Wednesday, May 5th, 2010
Tyler Brûlé is the über-hip founder of Wallpaper magazine, founder and editor of the excellent Monocle magazine, and owner of a design agency. He also writes a weekly column for the Financial Times in which he frequently takes London to task for its poor quality of life. This week featured another installment – “London: Not As Livable As I’d Like” – in which he extols the virtues of Seoul in comparison to London.
But guess what? Brûlé lives in London and bases all of his businesses there. Despite his complaints, there must be something about the place that keeps him from packing it up for Seoul or Tokyo.
Anyone who has ever been to London can attest to its miserable transport conditions, generally unattractive streets (in contrast to, say, Paris or Amsterdam), and high costs, among other annoyances. Yet for some people, the value of being in London is so high none of that matters.
People talk about quality of life and amenities as drawing people. That’s a strategy many cities are pursuing. Seoul Mayor Oh Se-hoon said of his city:
My goal in the changing of the face of Seoul is all related to enhancing its attractiveness. If the city is attractive, people, information and capital flow in. This in turn creates economic re-vitality and it also creates a lot of jobs.

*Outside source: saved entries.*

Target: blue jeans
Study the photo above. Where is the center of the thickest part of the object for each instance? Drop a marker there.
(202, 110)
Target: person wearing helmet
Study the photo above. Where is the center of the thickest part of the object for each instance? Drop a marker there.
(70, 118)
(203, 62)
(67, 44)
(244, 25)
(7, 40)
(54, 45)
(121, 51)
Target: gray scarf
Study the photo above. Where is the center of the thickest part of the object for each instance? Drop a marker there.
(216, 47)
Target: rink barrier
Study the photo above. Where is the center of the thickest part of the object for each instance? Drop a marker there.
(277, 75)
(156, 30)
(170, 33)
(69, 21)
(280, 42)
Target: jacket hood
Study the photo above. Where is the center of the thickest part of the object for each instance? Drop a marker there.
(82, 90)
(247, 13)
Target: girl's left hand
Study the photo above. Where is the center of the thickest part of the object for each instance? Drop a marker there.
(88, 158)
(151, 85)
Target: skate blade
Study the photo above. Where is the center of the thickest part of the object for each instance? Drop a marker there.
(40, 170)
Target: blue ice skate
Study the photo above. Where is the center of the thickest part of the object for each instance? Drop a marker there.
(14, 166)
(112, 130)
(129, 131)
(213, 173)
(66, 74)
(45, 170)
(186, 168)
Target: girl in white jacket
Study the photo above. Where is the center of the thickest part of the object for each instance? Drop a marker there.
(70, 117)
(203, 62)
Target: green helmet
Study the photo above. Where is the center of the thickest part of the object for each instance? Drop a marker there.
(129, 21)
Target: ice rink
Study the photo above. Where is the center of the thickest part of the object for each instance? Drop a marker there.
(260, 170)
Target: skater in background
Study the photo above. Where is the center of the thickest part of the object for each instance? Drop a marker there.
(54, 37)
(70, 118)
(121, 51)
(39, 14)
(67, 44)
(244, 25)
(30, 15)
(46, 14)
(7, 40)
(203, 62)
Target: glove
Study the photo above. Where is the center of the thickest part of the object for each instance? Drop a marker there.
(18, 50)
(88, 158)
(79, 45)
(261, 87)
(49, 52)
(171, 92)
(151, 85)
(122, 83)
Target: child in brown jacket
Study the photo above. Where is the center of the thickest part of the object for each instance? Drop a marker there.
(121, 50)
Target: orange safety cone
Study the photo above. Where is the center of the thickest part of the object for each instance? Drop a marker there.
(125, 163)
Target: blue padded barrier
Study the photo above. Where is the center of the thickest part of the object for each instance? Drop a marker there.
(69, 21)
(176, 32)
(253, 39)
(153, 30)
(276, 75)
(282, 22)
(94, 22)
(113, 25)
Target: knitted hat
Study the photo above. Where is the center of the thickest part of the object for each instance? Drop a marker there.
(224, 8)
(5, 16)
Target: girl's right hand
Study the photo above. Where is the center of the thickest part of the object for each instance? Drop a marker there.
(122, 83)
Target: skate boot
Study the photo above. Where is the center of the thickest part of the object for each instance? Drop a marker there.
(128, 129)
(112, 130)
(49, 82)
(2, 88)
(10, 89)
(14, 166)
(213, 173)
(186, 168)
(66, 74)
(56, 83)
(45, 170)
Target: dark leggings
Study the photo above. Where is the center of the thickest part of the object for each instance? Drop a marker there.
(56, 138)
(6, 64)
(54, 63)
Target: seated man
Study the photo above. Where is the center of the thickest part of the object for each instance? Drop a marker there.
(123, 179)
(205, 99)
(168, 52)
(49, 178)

But once you’ve reached a certain level, that stuff almost doesn’t matter anymore. London’s power of place is so high, it trumps all other considerations, including quality of life, for those who can take advantage of it. That shows the magic isn’t per se in the amenities, it’s in the people and the value of them being together in a place like London.

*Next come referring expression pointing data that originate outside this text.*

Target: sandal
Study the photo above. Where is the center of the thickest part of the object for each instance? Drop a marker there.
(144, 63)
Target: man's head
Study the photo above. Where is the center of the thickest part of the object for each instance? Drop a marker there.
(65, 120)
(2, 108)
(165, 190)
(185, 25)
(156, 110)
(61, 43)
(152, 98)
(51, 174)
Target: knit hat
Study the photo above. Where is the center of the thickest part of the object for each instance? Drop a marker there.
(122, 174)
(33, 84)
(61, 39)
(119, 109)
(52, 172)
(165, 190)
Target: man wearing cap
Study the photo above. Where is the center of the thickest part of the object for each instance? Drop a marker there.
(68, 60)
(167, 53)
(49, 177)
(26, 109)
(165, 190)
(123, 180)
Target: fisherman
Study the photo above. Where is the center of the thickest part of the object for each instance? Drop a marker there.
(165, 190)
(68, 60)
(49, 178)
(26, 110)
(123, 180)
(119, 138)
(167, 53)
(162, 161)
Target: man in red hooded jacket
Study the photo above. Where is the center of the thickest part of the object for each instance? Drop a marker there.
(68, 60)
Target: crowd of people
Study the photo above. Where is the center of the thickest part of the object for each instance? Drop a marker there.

That’s not to say that you shouldn’t focus on amenities or quality of life, especially if you aren’t yet in the London league. You’ve got to prime the pump somehow. Just remember why you are doing it. And I’d suggest not losing sight of the bottom line on costs either.
By the way, a couple years ago I was privileged to spend quite a bit of time working in London. There’s definitely something about the city. It’s got an energy and edge that is just incredible. You know just walking down the streets that this is a place where important things are happening. Whatever my long list of complaints about Heathrow and such, London is still by far my favorite city outside the United States – and I’m not just saying that because they speak English.